Accera is a compiler that enables you to experiment with loop optimizations without hand-writing Assembly code. With Accera, these problems and impediments can be addressed in an optimized way. It is available as a Python library and supports cross-compiling to a wide range of [processor targets](https://github.com/microsoft/Accera/blob/main/accera/python/accera/Targets.py).

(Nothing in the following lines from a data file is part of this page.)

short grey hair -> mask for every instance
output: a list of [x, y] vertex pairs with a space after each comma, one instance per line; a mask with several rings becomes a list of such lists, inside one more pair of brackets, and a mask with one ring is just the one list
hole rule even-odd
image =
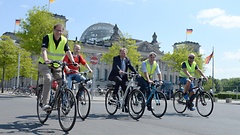
[[154, 55], [155, 57], [157, 57], [157, 54], [155, 52], [150, 52], [148, 56], [152, 56]]

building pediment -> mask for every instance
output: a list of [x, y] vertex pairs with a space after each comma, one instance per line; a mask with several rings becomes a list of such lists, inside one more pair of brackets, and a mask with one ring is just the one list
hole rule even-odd
[[151, 43], [147, 41], [139, 42], [138, 45], [138, 51], [140, 52], [156, 52], [157, 54], [160, 53], [159, 47], [153, 46]]

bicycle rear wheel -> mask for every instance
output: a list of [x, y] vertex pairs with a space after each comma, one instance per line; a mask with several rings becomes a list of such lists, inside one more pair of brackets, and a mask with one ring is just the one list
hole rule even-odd
[[138, 120], [145, 111], [145, 98], [140, 90], [134, 89], [128, 97], [129, 115]]
[[76, 96], [78, 115], [82, 120], [85, 120], [90, 112], [91, 100], [87, 89], [79, 90]]
[[177, 91], [173, 96], [173, 108], [177, 113], [183, 113], [187, 109], [186, 100], [182, 91]]
[[167, 97], [165, 96], [165, 94], [157, 91], [156, 93], [154, 93], [150, 101], [152, 114], [157, 118], [162, 117], [167, 110]]
[[196, 97], [196, 108], [198, 113], [203, 117], [208, 117], [213, 111], [213, 99], [207, 92], [200, 92]]
[[77, 107], [75, 96], [69, 89], [64, 89], [58, 99], [58, 120], [63, 131], [70, 131], [76, 121]]
[[48, 116], [50, 114], [50, 112], [46, 112], [42, 110], [43, 107], [43, 87], [38, 87], [37, 88], [37, 116], [39, 121], [44, 124], [47, 119]]
[[113, 90], [109, 89], [105, 95], [105, 108], [110, 115], [114, 115], [117, 112], [117, 109], [119, 107], [118, 101], [119, 98], [116, 96], [117, 100], [113, 99]]

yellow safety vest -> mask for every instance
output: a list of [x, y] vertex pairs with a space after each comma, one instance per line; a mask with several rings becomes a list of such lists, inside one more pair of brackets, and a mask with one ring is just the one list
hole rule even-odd
[[[146, 68], [147, 68], [147, 72], [148, 72], [149, 78], [152, 78], [153, 74], [154, 74], [154, 72], [155, 72], [155, 70], [157, 68], [157, 62], [156, 61], [153, 62], [152, 68], [151, 68], [151, 64], [149, 63], [148, 60], [145, 60], [144, 62], [146, 62], [146, 66], [147, 66]], [[140, 67], [140, 69], [141, 69], [141, 67]], [[147, 78], [145, 77], [145, 75], [144, 75], [144, 73], [142, 71], [140, 71], [140, 74], [141, 74], [141, 76], [145, 80], [147, 80]]]
[[[64, 36], [61, 36], [61, 41], [58, 44], [58, 47], [56, 48], [56, 44], [53, 40], [53, 33], [48, 34], [48, 48], [47, 48], [47, 55], [48, 59], [50, 60], [59, 60], [61, 61], [65, 55], [64, 46], [67, 43], [67, 39]], [[41, 63], [44, 63], [44, 60], [42, 57], [39, 58], [39, 61]]]
[[[197, 63], [195, 61], [193, 61], [192, 66], [189, 65], [188, 61], [184, 61], [186, 63], [187, 66], [187, 71], [190, 73], [191, 76], [195, 75], [195, 67], [197, 65]], [[181, 63], [182, 65], [183, 63]], [[184, 72], [183, 69], [180, 70], [180, 77], [188, 77]]]

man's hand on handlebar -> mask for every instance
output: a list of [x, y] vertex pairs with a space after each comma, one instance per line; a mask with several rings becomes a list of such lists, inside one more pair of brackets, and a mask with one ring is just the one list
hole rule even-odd
[[50, 64], [52, 62], [52, 60], [46, 60], [44, 61], [45, 64]]

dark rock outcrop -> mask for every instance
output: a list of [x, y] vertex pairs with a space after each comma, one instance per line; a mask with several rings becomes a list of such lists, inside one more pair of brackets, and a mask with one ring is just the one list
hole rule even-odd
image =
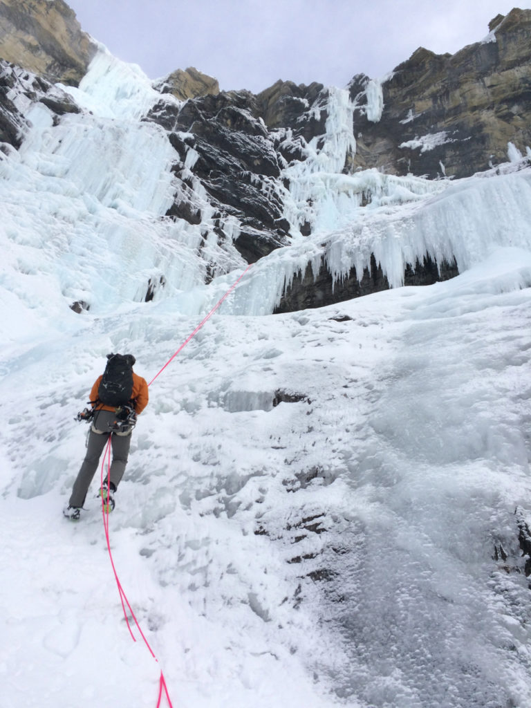
[[42, 103], [52, 114], [55, 123], [64, 113], [80, 111], [72, 98], [58, 86], [0, 59], [0, 142], [8, 143], [17, 149], [27, 121], [9, 98], [13, 93]]
[[[394, 175], [465, 177], [506, 161], [509, 142], [523, 152], [531, 145], [531, 10], [498, 16], [489, 29], [486, 40], [454, 55], [420, 47], [381, 85], [355, 76], [348, 86], [353, 109], [342, 105], [341, 115], [353, 116], [355, 150], [353, 137], [341, 164], [325, 171], [376, 168]], [[0, 142], [18, 148], [26, 120], [13, 92], [40, 101], [54, 122], [79, 110], [50, 82], [76, 84], [96, 47], [63, 0], [0, 0], [0, 56], [24, 67], [5, 62], [0, 67]], [[314, 197], [294, 197], [294, 179], [298, 164], [315, 159], [327, 140], [333, 144], [326, 134], [335, 89], [278, 81], [258, 95], [219, 92], [216, 79], [193, 67], [154, 86], [160, 101], [142, 120], [161, 126], [176, 150], [178, 187], [167, 217], [200, 227], [205, 242], [227, 246], [233, 264], [234, 247], [252, 263], [289, 245], [295, 234], [312, 233]], [[345, 125], [341, 130], [348, 132]], [[371, 198], [364, 191], [360, 208]], [[215, 272], [209, 266], [207, 277]], [[438, 264], [426, 254], [423, 263], [406, 267], [404, 282], [427, 284], [455, 275], [455, 263]], [[334, 282], [324, 246], [317, 277], [309, 266], [295, 275], [277, 312], [388, 287], [374, 258], [362, 273], [353, 268]]]
[[379, 121], [367, 118], [368, 78], [355, 76], [357, 152], [350, 168], [430, 178], [467, 177], [531, 144], [531, 11], [498, 16], [491, 41], [453, 55], [420, 47], [382, 84]]
[[[434, 282], [447, 280], [459, 275], [457, 263], [443, 261], [440, 266], [428, 253], [423, 263], [418, 260], [408, 264], [404, 272], [404, 285], [431, 285]], [[304, 275], [294, 276], [291, 284], [285, 290], [282, 299], [275, 313], [292, 312], [307, 308], [321, 307], [325, 304], [343, 302], [354, 297], [368, 295], [372, 292], [389, 290], [389, 285], [382, 266], [377, 263], [371, 254], [370, 268], [366, 268], [360, 277], [352, 268], [348, 275], [334, 282], [324, 261], [316, 277], [314, 278], [312, 267], [307, 266]]]

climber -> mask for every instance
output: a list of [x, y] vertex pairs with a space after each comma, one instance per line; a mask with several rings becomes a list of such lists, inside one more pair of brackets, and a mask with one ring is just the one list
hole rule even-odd
[[123, 476], [127, 464], [131, 433], [137, 416], [147, 405], [149, 394], [144, 379], [132, 370], [135, 362], [132, 354], [108, 354], [105, 372], [94, 382], [91, 391], [91, 408], [79, 413], [77, 420], [91, 422], [86, 455], [74, 483], [68, 506], [64, 515], [73, 521], [80, 518], [81, 510], [101, 453], [110, 438], [113, 462], [108, 480], [103, 481], [98, 496], [104, 510], [115, 506], [113, 494]]

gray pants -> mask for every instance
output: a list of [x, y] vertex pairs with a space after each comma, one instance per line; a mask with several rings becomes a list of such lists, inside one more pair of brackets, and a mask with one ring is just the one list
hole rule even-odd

Accera has THREE primary goals:

* Performance: To guarantee the fastest implementation for any compute-intensive algorithm.
* Readability: To ensure effective implementation of algorithms without sacrificing the readability of code.
* Writability: To provide a user-friendly programming model, designed for agility and maintainability.


## Install

To install for Linux, macOS, or Windows (requires Python 3.7-3.10):

```shell
pip install accera
```

See the [Install Instructions](https://microsoft.github.io/Accera/Install/) for more details on installing pre-built Python 3 packages and how to build Accera from the source.


### Quickstart

In this example, we will:

* Implement matrix multiplication with a ReLU activation (matmul + ReLU), commonly used in machine learning algorithms.
* Generate two implementations: a naive algorithm and loop-based transformations.
* Compare the execution time of both implementations.


#### Run in your browser

<!-- Using a demo branch to support minimal binder deployment without a full rebuild -->
[![Binder](https://mybinder.org/badge_logo.svg)](https://mybinder.org/v2/gh/microsoft/Accera/demos?labpath=docs%2Fdemos%2Fquickstart.ipynb)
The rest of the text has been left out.